Sublinho as palavras que merecem atenção. A fé panteísta, portanto, pressupõe, em primeiro lugar, que o Ser absoluto não é composto de partes, que não é tributário do tempo e que é único (eventualmente, seus elementos, por exemplo as ideias, só poderão ser distinguidos em virtude de uma distinctio rationis). Em segundo lugar, que o mundo das coisas é de alguma forma dependente dele quanto ao seu ser (seja ele não a reunião de suas epifanias reais nem sua emanação, mas apenas o produto das tendências do espírito humano a tudo decompor). Em terceiro lugar, ela supõe que o absoluto confere uma espécie de unidade orgânica a todo o conjunto dos objetos, seja de tal forma que os faz emanar dele, com o propósito de autorrealização — como seu espelho ou sua emanação negativa, mas necessária —, seja de tal forma que os anima de um movimento dotado de finalidade, à imagem das enteléquias. Ela supõe, em quarto lugar, que o absoluto não relativizado, isto é, considerado de forma totalmente independente de suas ligações com as coisas, é idêntico ao nada.
Além da distinção real, nas doutrinas panteístas, entre a versão naturalista (Deus como “alma” do mundo material, como princípio vital, etc.: a “linhagem” Bernardino Telesio-Giordano Bruno) e a versão espiritualista (a materialidade como ilusão ou, antes, como fase da deidade tendendo à sua supressão), é possível, obviamente, fazer dentro do fenômeno “panteísmo” diversas divisões que se cruzarão, em função das diversas interpretações dos pontos enumerados acima. Assim, ao princípio da finalidade da livre criação, opõe-se uma visão da deidade absolutamente determinada em suas ações (o que, aliás, é uma diferenciação entre um panteísmo que atribui ao absoluto um certo grau de personalização, e outro onde, de Deus, subsiste apenas uma “razão impessoal”). Da mesma forma, à interpretação estática das ligações entre Deus e o mundo (a diferenciação das coisas como produto da percepção especificamente humana, a identidade de todo ser com o Ser primordial), opõe-se uma interpretação dialética (a realidade como a autolimitação livremente querida por Deus que, pela criação — a saber, pela alma humana finita —, realiza seu autoconhecimento).
No entanto, o que está invariavelmente presente nas doutrinas panteístas é a convicção de que o absoluto fora das coisas só é acessível ao conhecimento negativo e que, se as coisas não são suas “partes” (mas ou limitações, modos, ou ainda as formas nas quais se revela sua força criadora), ele também não é, por sua parte, um criador — um artesão ou um mago — que chama à vida, ex nihilo, criaturas dotadas de um ser autônomo e possuindo uma substância.
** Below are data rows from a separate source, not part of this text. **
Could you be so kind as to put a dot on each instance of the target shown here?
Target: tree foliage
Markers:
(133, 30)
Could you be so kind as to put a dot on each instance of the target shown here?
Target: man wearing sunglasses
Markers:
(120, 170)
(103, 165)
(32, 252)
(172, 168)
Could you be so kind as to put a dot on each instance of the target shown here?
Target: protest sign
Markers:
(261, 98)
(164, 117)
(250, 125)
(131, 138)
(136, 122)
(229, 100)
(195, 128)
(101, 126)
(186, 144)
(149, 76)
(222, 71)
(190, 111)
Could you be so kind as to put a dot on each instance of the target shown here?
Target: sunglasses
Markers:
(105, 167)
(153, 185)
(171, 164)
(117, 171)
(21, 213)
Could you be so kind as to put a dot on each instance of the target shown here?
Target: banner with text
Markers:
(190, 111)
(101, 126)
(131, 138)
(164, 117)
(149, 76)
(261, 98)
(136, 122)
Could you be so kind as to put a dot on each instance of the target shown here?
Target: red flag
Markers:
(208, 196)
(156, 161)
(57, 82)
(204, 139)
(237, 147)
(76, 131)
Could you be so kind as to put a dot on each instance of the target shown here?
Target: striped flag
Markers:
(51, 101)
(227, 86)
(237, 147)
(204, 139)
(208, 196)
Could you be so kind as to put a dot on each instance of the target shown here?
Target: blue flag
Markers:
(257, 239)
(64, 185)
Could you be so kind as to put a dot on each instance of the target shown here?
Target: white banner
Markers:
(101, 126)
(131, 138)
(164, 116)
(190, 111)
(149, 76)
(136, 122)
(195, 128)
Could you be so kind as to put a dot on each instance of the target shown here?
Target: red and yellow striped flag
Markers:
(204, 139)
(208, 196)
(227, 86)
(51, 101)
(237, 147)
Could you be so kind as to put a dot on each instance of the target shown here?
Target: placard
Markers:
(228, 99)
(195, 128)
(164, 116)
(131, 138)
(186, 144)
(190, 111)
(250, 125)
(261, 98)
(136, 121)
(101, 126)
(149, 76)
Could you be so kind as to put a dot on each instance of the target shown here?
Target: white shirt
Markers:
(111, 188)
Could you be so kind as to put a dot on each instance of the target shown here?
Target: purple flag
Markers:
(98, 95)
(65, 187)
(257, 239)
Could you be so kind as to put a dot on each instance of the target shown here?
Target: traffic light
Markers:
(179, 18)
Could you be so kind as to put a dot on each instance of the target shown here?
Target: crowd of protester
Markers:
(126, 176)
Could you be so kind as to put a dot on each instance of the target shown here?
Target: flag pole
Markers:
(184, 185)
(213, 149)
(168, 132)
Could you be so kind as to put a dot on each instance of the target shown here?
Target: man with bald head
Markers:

Em vez disso, é através das coisas, ou seja, por meio dos espíritos humanos, que ele realiza, de alguma forma, um ato de autorreflexão e se volta para si (mesmo na interpretação “estática” que acabamos de evocar, esse tema está presente; é assim, por exemplo, que o amor do homem por Deus, na doutrina de Spinoza, é o amor de Deus em si mesmo dirigido para si).